Creamy Chicken, Sausage & Wild Rice Soup

Hearty and warming, straightforward and hugely flavorful, this meal may come together in only one pot, but its charms are vast and its fans (at least in my house) are many.  

Ingredients

2 TBSP olive oil


1 medium onion, chopped


24 oz. mixed mushrooms (I use cremini and baby bella but love using wild if I can find them for a good price)


1 large carrot, thinly sliced


1 red or golden apple, thinly sliced (totally optional)


3 garlic cloves, minced or grated


Salt and pepper, to taste


1.5 cups wild rice blend


¼ cup sherry (or dry white wine or chicken stock)


2 boneless skinless chicken breasts


8 oz. smoked sausage, sliced (give or take; any kind you like)

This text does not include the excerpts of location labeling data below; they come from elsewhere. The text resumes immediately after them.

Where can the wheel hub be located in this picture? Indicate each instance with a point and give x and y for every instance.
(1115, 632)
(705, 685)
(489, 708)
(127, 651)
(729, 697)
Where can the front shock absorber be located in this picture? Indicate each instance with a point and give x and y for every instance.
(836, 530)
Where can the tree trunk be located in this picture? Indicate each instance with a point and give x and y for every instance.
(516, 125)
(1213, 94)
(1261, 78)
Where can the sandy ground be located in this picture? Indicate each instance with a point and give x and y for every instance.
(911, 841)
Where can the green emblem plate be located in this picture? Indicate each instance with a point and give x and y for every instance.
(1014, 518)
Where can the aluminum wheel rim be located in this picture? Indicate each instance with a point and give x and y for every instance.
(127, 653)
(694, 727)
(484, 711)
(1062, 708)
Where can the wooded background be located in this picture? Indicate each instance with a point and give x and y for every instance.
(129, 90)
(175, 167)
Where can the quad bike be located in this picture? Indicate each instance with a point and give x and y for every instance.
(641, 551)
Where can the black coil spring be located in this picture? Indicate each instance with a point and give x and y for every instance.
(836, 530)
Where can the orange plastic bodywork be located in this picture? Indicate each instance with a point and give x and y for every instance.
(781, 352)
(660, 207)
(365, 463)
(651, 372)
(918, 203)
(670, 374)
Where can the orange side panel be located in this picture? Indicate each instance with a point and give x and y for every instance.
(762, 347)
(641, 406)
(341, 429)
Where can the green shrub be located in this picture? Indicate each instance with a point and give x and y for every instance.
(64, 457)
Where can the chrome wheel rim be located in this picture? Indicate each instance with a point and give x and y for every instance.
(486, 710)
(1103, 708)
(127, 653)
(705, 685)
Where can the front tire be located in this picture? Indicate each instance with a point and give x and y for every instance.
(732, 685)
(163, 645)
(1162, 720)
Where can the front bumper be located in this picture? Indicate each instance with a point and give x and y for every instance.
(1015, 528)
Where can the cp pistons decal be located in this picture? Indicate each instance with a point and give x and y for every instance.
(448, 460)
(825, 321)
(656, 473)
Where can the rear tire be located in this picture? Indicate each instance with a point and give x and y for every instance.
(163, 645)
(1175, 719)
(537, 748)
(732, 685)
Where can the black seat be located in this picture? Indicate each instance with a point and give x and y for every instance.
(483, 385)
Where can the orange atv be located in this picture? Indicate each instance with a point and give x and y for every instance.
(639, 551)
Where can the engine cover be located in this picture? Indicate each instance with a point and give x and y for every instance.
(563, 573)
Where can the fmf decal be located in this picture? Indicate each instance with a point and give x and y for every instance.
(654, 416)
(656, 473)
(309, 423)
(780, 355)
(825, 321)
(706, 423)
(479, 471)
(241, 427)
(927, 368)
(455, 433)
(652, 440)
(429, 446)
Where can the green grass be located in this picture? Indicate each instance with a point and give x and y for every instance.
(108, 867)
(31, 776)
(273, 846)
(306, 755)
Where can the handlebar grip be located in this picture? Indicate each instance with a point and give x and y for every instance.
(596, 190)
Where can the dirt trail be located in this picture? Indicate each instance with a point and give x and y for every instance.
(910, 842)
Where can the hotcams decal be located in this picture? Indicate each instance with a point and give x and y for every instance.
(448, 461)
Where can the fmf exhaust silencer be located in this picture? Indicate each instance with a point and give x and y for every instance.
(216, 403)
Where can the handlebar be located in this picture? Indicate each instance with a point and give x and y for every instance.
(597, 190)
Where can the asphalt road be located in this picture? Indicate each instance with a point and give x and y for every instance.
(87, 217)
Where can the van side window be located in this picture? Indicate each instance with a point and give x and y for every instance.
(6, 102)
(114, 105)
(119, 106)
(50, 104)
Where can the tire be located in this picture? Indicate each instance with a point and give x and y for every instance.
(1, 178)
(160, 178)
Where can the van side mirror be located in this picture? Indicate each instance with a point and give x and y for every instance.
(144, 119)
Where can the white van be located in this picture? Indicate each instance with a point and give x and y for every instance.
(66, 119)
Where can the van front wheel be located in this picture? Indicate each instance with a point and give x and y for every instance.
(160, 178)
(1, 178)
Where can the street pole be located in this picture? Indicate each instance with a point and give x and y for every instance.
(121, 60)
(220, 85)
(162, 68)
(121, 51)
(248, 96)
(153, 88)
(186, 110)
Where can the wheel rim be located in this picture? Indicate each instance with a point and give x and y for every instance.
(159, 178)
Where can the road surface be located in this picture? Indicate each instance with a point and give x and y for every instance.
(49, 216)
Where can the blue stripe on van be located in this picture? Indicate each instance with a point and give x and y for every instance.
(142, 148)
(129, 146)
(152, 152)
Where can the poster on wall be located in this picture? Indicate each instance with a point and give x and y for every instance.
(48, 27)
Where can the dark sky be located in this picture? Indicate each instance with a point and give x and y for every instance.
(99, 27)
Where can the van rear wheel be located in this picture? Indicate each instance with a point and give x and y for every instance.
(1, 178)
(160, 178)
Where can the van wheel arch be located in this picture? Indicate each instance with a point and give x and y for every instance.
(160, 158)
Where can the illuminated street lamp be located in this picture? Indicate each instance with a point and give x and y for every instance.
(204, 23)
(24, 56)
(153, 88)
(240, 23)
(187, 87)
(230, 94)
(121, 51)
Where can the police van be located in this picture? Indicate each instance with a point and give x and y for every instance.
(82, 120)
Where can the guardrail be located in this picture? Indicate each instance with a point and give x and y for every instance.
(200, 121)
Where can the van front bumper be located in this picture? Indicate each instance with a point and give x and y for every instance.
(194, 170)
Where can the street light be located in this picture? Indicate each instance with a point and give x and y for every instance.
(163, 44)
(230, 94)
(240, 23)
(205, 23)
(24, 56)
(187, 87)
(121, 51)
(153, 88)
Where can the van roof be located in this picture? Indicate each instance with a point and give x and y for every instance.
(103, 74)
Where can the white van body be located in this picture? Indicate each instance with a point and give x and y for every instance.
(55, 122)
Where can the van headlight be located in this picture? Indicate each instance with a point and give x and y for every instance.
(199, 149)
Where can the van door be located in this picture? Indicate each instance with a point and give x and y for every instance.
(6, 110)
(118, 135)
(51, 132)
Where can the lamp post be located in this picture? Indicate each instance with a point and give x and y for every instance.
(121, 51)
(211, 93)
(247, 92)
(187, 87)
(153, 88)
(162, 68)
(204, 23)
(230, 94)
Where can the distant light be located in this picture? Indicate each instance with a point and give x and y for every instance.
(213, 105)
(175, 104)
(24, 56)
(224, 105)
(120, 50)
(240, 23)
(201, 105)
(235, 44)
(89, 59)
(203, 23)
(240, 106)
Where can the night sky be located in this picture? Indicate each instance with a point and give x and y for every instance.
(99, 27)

8 cups (64 oz.) chicken stock (2 boxes)


1 cup heavy cream or half and half


4 or 5 sprigs of fresh thyme

Instructions

  1. Place a large pot or Dutch oven over medium-high heat and add about 2 TBSP of olive oil. Add the onion, carrot, mushrooms, and apple. Cook until the mushrooms have released much of their liquid and the onions have tenderized; about 8 to 10 minutes, stirring frequently. Add the garlic and rice. Cook, stirring, for one minute more to toast the rice.
  2. Season to taste with salt and pepper; about 2 tsp each for now (we’ll season more in a bit).
  3. Add the sherry (or wine or stock) and stir to deglaze the pot and pick up any browned bits on the bottom. Add the chicken breasts, sausage, 4 cups of the stock, the cup of cream, and the thyme. Stir. 
  4. Place the lid on the pot and reduce the heat to low. Allow the soup to simmer gently for about 45 to 50 minutes, or until the rice is cooked. Remove the chicken breasts and shred them with a fork (on a plate/cutting board). Add the shredded chicken back into the pot. 
  5. At this point the rice will have absorbed much of the broth/liquid, so I usually add in a few more cups of stock and/or more cream. Sometimes I use all 8 cups, sometimes I keep it more stew-like and use less. Just get your soup to the consistency that you like, check once more for seasoning (it will need more salt), and serve hot. Enjoy!